The Utah Minutemen gathered Monday at the-County Building in Salt Lake City to protest Mayor Ralph Becker's and Police Chief Chris Burbank's decision against cross-training city officers to enforce federal immigration laws.
While Utah Minuteman President Eli Cawley said 40 to 50 people were expected to show up; fewer than 20 held signs on the west side of Washington Square.
"In their arrogance and wrong-headed insistence on pandering to illegal aliens at the expense of the rule of law and the safety of our people, Becker and Burbank have chosen, by their refusal to enforce SB81, to protect lawbreakers instead of citizens," Cawley said in a news release.
While many other city police chiefs and the Utah Highway Patrol have said they also are opting out of the cross-deputization provision of SB81 -- Utah's immigration law set to take effect July 1 -- Cawley said his group has chosen to criticize Salt Lake City because of its symbolism.
"It's the center of our state, the capital city that was founded by Mormons when they came here," Cawley said. "But don't think that other cities are going to get off.

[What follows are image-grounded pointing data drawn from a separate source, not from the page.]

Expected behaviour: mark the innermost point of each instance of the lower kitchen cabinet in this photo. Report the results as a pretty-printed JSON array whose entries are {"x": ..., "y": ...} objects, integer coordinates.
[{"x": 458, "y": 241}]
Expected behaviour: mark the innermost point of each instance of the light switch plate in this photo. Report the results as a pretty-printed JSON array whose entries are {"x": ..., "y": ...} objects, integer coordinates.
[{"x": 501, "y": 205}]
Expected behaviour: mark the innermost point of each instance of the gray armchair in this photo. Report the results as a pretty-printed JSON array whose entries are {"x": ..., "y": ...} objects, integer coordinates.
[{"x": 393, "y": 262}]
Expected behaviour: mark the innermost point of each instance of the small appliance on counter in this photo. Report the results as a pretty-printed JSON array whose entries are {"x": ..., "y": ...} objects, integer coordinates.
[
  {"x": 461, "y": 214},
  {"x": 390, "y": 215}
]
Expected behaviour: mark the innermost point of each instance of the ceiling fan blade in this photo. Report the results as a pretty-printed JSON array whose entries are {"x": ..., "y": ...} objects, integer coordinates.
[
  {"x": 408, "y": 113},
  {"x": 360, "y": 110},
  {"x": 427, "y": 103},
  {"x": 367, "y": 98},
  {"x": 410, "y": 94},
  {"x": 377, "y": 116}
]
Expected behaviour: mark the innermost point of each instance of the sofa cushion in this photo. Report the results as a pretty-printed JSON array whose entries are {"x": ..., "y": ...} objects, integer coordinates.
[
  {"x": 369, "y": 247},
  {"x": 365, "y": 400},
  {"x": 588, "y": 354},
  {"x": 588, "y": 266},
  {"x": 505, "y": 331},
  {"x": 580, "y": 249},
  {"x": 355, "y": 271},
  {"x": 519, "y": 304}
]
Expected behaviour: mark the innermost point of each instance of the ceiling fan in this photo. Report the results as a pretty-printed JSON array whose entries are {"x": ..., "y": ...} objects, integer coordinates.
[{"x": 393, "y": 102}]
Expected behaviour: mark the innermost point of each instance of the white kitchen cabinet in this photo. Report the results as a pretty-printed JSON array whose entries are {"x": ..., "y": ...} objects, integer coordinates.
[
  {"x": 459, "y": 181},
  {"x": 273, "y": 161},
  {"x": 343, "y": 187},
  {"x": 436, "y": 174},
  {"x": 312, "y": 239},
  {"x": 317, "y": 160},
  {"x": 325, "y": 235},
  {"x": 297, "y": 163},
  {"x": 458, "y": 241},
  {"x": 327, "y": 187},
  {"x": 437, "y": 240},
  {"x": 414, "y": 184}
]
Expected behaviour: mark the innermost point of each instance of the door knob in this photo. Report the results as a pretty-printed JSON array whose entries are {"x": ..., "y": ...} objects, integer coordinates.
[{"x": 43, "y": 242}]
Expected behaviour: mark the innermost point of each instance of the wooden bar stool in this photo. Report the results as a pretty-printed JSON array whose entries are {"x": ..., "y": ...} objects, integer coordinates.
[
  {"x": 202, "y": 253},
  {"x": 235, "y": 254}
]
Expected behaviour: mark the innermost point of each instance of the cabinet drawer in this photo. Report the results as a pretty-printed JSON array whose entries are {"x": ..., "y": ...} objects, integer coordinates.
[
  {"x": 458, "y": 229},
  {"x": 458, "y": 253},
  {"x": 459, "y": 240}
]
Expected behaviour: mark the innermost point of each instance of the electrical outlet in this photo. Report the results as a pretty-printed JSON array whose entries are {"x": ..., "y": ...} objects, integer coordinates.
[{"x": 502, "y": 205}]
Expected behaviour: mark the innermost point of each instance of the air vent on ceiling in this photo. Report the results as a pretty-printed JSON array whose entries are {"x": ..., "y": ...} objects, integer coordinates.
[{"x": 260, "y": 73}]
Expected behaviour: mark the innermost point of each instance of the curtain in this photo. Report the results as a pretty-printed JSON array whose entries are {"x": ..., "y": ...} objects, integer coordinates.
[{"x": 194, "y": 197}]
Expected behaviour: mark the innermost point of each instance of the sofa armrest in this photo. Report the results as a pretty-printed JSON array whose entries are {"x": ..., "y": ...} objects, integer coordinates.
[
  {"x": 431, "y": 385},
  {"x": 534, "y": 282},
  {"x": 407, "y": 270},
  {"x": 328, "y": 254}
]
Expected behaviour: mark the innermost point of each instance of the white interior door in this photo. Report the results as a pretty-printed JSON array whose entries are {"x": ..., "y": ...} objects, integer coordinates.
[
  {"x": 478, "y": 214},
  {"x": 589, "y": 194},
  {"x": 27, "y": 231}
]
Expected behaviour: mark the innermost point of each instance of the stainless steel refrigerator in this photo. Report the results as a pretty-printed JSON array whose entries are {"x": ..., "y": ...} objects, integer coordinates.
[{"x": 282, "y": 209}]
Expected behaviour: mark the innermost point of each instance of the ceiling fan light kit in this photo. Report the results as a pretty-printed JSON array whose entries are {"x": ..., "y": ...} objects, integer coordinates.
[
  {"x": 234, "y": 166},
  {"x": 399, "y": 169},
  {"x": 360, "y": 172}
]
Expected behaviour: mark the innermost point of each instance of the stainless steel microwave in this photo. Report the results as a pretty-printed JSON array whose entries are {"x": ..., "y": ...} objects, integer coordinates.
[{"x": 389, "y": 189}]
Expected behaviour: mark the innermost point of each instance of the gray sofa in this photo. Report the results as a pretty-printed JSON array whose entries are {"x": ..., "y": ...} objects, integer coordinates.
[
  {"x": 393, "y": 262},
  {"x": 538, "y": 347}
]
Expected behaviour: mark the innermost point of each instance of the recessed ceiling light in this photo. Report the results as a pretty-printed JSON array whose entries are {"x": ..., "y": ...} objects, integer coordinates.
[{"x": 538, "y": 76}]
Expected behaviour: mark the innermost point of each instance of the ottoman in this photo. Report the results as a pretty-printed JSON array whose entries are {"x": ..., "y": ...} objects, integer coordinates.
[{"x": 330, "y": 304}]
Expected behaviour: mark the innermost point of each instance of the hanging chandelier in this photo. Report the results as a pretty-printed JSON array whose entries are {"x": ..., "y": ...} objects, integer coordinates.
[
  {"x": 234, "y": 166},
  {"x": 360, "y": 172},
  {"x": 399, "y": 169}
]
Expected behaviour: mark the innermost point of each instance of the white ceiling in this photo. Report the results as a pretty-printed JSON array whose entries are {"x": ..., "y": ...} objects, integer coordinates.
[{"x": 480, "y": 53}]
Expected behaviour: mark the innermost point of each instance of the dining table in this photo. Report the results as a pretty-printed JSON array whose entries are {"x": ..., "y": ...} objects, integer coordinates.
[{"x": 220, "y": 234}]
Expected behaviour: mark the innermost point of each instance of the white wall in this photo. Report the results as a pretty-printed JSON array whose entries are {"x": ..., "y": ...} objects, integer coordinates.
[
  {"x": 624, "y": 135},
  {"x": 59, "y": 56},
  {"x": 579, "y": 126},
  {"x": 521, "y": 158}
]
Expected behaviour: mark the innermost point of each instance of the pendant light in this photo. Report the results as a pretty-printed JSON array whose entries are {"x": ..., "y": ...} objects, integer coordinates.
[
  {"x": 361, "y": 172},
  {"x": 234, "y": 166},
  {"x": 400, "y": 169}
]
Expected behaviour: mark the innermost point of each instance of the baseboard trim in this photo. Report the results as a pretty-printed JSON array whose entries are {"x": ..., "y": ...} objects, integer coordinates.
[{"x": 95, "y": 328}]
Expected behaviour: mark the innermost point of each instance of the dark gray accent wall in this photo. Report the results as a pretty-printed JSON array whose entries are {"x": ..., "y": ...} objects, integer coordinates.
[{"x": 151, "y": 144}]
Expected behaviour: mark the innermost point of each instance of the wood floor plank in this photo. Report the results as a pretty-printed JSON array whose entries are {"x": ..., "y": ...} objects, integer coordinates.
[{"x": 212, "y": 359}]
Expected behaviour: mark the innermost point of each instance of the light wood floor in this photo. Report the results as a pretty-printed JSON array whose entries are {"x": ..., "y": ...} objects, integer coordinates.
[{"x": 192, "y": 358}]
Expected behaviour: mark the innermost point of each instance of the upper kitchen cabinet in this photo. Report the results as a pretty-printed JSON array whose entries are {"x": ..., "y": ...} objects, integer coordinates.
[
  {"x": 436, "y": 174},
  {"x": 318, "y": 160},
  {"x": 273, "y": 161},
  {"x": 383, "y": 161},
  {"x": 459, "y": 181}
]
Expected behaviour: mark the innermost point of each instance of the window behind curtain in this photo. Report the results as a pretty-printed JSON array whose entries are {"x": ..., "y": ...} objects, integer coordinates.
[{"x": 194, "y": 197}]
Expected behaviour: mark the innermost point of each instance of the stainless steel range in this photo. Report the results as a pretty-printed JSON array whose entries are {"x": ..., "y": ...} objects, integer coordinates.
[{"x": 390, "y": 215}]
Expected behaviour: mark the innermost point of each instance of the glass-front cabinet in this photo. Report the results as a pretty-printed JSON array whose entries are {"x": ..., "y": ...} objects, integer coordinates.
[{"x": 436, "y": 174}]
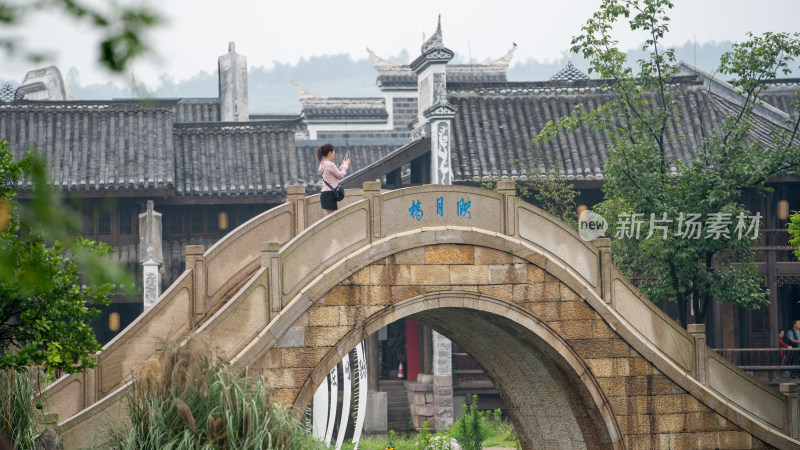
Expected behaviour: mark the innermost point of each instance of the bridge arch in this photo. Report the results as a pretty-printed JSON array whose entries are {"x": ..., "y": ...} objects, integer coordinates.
[
  {"x": 517, "y": 271},
  {"x": 550, "y": 393}
]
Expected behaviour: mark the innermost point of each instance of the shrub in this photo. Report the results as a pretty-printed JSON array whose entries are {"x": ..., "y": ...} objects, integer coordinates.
[
  {"x": 185, "y": 400},
  {"x": 470, "y": 431},
  {"x": 18, "y": 413}
]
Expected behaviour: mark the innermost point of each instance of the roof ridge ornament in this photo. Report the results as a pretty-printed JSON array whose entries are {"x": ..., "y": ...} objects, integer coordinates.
[
  {"x": 382, "y": 64},
  {"x": 503, "y": 61},
  {"x": 435, "y": 41},
  {"x": 304, "y": 94},
  {"x": 569, "y": 73}
]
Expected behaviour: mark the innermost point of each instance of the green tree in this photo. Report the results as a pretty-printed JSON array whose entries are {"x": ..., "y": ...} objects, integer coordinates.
[
  {"x": 123, "y": 27},
  {"x": 644, "y": 178},
  {"x": 794, "y": 232},
  {"x": 51, "y": 284}
]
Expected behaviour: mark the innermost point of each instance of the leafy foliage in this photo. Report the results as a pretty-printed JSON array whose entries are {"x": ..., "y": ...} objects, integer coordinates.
[
  {"x": 794, "y": 232},
  {"x": 47, "y": 299},
  {"x": 644, "y": 176},
  {"x": 469, "y": 430},
  {"x": 122, "y": 27},
  {"x": 18, "y": 413}
]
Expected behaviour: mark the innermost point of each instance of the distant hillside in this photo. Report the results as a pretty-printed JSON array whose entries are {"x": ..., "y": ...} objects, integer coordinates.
[{"x": 270, "y": 90}]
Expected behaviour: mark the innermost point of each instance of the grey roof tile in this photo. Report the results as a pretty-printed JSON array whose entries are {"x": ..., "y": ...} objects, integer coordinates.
[
  {"x": 495, "y": 123},
  {"x": 96, "y": 146}
]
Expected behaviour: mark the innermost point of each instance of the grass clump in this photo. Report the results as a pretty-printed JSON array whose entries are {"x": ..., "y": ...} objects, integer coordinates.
[
  {"x": 186, "y": 401},
  {"x": 19, "y": 416}
]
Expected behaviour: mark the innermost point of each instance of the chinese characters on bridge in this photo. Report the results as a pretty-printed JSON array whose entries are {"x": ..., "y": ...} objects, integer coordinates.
[{"x": 462, "y": 208}]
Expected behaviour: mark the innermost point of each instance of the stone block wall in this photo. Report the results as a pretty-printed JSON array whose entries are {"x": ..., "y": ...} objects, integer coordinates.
[
  {"x": 420, "y": 400},
  {"x": 651, "y": 410}
]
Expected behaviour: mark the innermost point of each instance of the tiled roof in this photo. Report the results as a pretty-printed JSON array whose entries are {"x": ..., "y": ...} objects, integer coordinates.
[
  {"x": 236, "y": 158},
  {"x": 345, "y": 109},
  {"x": 781, "y": 94},
  {"x": 495, "y": 123},
  {"x": 362, "y": 154},
  {"x": 402, "y": 77},
  {"x": 96, "y": 146},
  {"x": 197, "y": 110}
]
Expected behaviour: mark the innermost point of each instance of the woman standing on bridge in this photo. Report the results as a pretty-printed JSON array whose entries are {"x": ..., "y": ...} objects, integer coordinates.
[{"x": 330, "y": 177}]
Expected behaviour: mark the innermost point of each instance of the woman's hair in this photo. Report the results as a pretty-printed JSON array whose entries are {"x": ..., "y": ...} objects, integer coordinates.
[{"x": 323, "y": 150}]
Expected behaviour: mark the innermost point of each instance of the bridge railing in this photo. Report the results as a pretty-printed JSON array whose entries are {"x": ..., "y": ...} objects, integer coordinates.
[
  {"x": 772, "y": 366},
  {"x": 210, "y": 278}
]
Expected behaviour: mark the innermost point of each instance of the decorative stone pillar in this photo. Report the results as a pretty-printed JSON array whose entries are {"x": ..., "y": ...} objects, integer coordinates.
[
  {"x": 372, "y": 193},
  {"x": 233, "y": 86},
  {"x": 698, "y": 330},
  {"x": 792, "y": 413},
  {"x": 435, "y": 119},
  {"x": 440, "y": 116},
  {"x": 442, "y": 381},
  {"x": 434, "y": 114},
  {"x": 150, "y": 254},
  {"x": 296, "y": 195},
  {"x": 604, "y": 246}
]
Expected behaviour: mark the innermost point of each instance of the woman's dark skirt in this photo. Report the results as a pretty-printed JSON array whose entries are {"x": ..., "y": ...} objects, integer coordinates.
[{"x": 328, "y": 200}]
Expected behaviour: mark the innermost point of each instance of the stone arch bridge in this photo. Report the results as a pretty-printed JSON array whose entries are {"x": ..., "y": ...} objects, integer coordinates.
[{"x": 577, "y": 354}]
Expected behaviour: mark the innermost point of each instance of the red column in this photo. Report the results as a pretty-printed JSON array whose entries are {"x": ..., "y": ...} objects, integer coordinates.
[{"x": 412, "y": 350}]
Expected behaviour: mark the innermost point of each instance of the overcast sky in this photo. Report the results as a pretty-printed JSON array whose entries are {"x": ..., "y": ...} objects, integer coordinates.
[{"x": 198, "y": 31}]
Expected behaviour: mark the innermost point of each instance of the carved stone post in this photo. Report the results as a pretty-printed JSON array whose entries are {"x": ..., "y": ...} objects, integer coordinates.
[
  {"x": 698, "y": 330},
  {"x": 296, "y": 194},
  {"x": 508, "y": 189},
  {"x": 372, "y": 193},
  {"x": 442, "y": 381},
  {"x": 150, "y": 254},
  {"x": 270, "y": 260},
  {"x": 195, "y": 263},
  {"x": 233, "y": 86},
  {"x": 792, "y": 412}
]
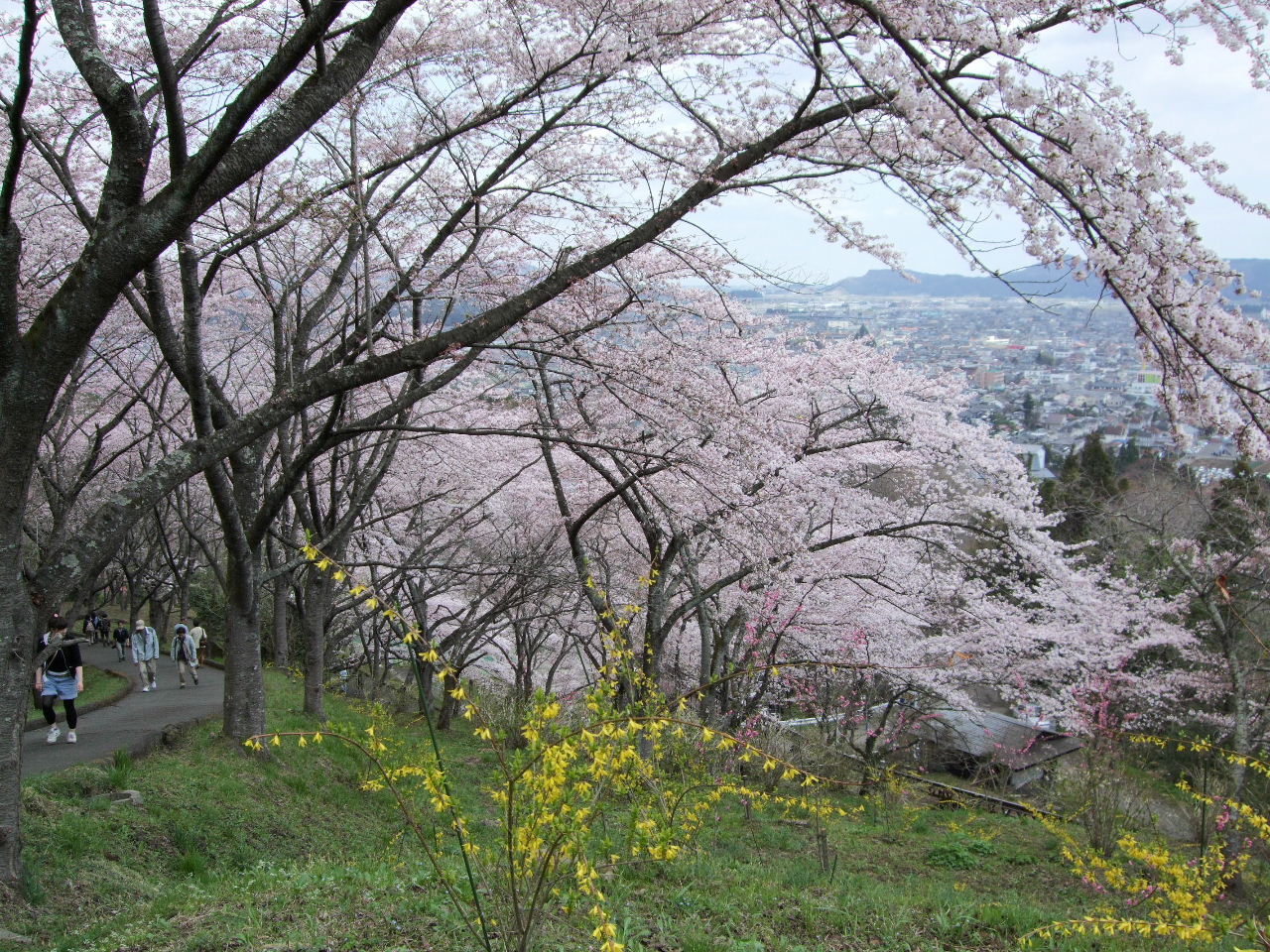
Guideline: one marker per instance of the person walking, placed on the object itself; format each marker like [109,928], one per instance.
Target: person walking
[185,654]
[199,635]
[145,653]
[60,675]
[121,640]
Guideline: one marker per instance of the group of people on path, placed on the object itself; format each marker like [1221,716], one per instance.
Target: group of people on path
[60,674]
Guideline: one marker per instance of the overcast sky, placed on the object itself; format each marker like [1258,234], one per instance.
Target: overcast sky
[1209,99]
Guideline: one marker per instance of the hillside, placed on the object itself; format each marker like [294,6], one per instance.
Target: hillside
[285,852]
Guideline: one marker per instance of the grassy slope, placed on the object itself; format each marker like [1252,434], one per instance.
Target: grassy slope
[287,853]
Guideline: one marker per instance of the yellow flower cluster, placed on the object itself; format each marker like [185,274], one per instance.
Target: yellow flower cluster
[1173,895]
[619,778]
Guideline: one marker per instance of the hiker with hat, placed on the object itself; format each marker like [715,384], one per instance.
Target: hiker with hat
[145,653]
[60,675]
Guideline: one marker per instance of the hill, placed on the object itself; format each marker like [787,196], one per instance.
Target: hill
[286,851]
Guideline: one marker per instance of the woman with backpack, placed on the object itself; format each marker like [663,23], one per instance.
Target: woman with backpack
[60,675]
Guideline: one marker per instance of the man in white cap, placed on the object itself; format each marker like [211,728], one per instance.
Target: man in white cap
[145,653]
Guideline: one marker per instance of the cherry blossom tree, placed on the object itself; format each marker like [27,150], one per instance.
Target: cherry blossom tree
[556,146]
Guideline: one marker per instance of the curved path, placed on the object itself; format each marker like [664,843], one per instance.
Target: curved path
[135,722]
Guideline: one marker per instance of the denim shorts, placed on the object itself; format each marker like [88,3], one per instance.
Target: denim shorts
[62,685]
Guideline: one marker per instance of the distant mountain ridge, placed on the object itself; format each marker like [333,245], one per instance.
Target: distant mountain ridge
[1035,280]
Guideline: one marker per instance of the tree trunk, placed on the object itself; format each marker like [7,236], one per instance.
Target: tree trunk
[244,673]
[318,592]
[17,624]
[281,630]
[19,436]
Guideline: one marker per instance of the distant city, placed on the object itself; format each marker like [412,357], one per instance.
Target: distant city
[1044,375]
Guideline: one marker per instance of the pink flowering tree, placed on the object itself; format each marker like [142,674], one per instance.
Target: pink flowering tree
[553,153]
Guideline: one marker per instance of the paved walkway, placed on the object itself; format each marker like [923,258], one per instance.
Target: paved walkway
[136,722]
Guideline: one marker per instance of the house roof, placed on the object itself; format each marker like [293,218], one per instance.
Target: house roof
[994,737]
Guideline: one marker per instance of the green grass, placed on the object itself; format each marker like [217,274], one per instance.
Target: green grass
[285,852]
[98,685]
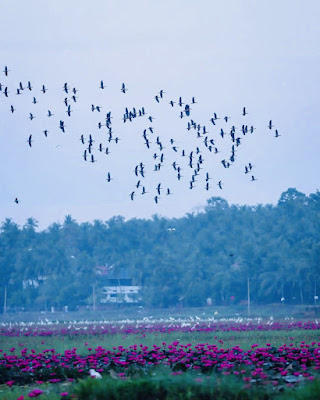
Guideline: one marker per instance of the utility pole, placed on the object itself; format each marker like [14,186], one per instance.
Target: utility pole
[94,296]
[5,300]
[248,287]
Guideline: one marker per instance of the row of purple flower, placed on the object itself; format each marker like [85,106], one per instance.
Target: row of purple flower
[141,328]
[287,363]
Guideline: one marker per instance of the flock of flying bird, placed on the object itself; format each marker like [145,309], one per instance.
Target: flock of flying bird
[186,163]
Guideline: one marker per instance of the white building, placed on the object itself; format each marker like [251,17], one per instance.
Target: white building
[119,288]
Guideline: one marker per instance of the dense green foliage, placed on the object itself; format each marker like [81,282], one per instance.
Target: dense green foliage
[175,261]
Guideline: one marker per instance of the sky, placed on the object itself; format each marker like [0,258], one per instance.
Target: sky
[263,55]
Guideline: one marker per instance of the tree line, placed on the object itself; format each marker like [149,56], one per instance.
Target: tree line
[179,261]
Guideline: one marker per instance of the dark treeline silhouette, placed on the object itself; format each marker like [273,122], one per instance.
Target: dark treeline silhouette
[176,261]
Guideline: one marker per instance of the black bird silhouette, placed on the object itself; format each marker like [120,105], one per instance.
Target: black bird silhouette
[276,133]
[65,87]
[30,140]
[109,177]
[123,88]
[6,70]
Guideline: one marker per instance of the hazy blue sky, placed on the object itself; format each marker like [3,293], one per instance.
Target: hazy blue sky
[262,54]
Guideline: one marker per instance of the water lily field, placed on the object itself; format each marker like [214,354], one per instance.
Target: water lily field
[244,358]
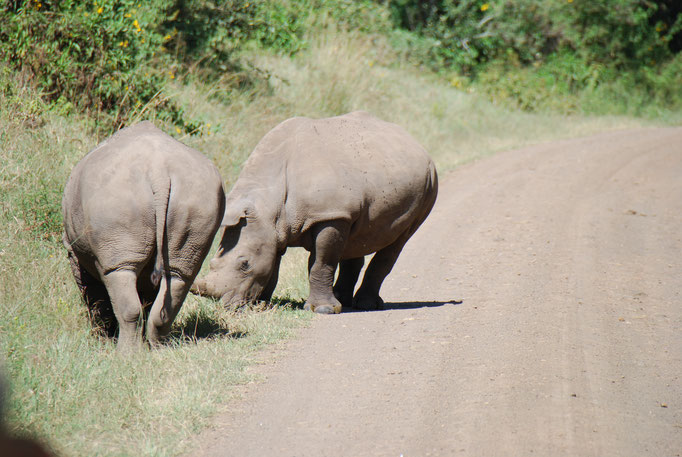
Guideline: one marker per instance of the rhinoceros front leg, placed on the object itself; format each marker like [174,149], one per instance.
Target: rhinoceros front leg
[329,239]
[349,270]
[367,296]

We may not be a million-man organization, but we'll use what resources we have. Park city is almost as bad."
Becker, though, says such protests will not change his stance on having Salt Lake City police officers do the work of immigration agents.
"Our job is to protect the residents of our city and the federal immigration policy is severely broken," he said Monday from Austria. "Cross-training would add a tremendous burden on our police, who are not trained to enforce federal policy."
Becker and Burbank also have argued that having local officers enforce immigration law would deter victims and witnesses from reporting violent and other serious crimes.
Cawley says his group's movement is not racially motivated, but during the two-hour gathering, some protesters shouted at Latino construction workers at the Matheson Court House, telling them to go back to their home countries. Cawley told police to go arrest the workers because they were not legal. Police officers declined.
Cawley blamed lax immigration enforcement for creating the problem.
"Unfortunately, because of ... inaction that politicians are taking, the assumption I make is that when I see someone who is Hispanic, I assume they're illegal," Cawley said after the protest. "By and large, that sentiment is becoming increasingly widespread. It's extremely damaging to the fabric that binds our society together, and it's one of the fallouts that happens when the law is not enforced."
That feeling will only grow, Cawley said, by police agencies not enforcing immigration law.